فَقُلْتُ اسْتَغْفِرُوا رَبَّكُمْ إِنَّهُ كَانَ غَفَّارًا. يُرْسِلِ السَّمَاءَ عَلَيْكُمْ مِدْرَارًا. وَيُمْدِدْكُمْ بِأَمْوَالٍ وَبَنِينَ وَيَجْعَلْ لَكُمْ جَنَّاتٍ وَيَجْعَلْ لَكُمْ أَنْهَارًا.

“Maka saya berkata (kepada mereka), ‘Mohonlah ampunan kepada Rabb kalian (karena) sesungguhnya Dia Maha Pengampun. Niscaya Dia akan menurunkan hujan yang lebat dari langit atas kalian. Dan Dia akan melipatkangandakan harta dan anak-anak kalian, mengadakan kebun-kebun atas kalian, serta mengadakan sungai-sungai untuk kalian.” [Nuh: 10-12]

Ayat di atas menunujukkan bahwa istighfar adalah sebab turunnya rezeki dari langit, dilapangkannya harta dan keturunan, serta dibukakannya berbagai kebaikan untuk hamba sehingga, terhadap masalah apapun yang dihadapi oleh seorang hamba, jalan keluar akan dihamparkan untuknya.

Al-Hafizh Ibnu Hajar menyebut sebuah atsar dari Al-Hasan Al-Bashry bahwa ada empat orang yang datang secara terpisah kepada beliau. Mereka mengeluh akan masa paceklik, kefakiran, kekeringan kebun, dan tidak mempunyai anak. Namun, terhadap semua keluhan tersebut, beliau hanya menjawab, “Beristighfarlah kepada Allah,” lalu membacakan ayat di atas.

Rasulullah Sallallahu Alaihi Wasallam menganjurkan umatnya agar memperbanyakkan istighfar. Maka banyakkanlah beristighfar pada Rejab ini kerana setiap saat dalamnya Allah SWT menyelamatkan seorang daripada api neraka.

Dari  Ibnu Abbas r.a., Rasulullah SAW bersabda: “ Sesiapa membaca kalimah berikut, pada bulan Rejab, Syaaban dan Ramadhan di antara waktu Zuhur dengan Asar; nescaya disuruh dua malaikat untuk menghapuskan catatan kejahatan.”

اَسْتَغْفِرُاللهَ الْعَظِيْمُ الَّدِىْ لآ اِلَهَ اِلاَّ هُوَ الْحَيُّ الْقَيُّوْمُ وَاَتُوْبُ اِلَيْهِ تَوْبَةَ عَبْدٍ ظَالِمٍ لاَ يَمْلِكُ لِنَفْسِهِ ضَرًّا وَلاَ نَفْعًا وَلاَ مَوْتًا وَلاَ حَيَاةً وَلاَ نُشُوْرًا.  

Daku memohon ampun kepada Allah yang Maha Agung yang tiada Tuhan melainkan Dia Yang Maha Hidup Lagi Maha Mengurus!

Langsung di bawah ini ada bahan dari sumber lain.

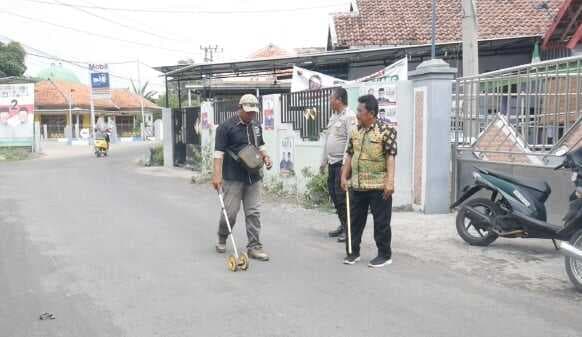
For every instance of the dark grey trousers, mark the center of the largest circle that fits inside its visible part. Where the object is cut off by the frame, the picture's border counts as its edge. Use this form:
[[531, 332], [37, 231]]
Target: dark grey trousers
[[236, 193]]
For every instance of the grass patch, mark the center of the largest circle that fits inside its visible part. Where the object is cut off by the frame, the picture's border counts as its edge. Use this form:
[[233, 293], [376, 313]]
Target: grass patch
[[14, 153]]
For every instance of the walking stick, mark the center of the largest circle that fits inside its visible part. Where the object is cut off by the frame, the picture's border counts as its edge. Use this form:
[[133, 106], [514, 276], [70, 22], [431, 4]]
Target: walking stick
[[349, 222]]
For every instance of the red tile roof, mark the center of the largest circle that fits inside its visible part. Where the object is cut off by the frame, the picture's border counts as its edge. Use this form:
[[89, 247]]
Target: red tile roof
[[48, 97], [407, 22]]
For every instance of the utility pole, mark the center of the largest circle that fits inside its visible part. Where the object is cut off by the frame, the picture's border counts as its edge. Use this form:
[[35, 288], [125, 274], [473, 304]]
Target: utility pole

Daku bertaubat kepada-Nya selaku taubatnya seorang hamba yang banyak dosa yang tiada menguasai akan dirinya dan tidak mampu membuat, menolak mudharat dan manfaat serta tidak dapat menguasai kematian, hidup dan kebangkitan.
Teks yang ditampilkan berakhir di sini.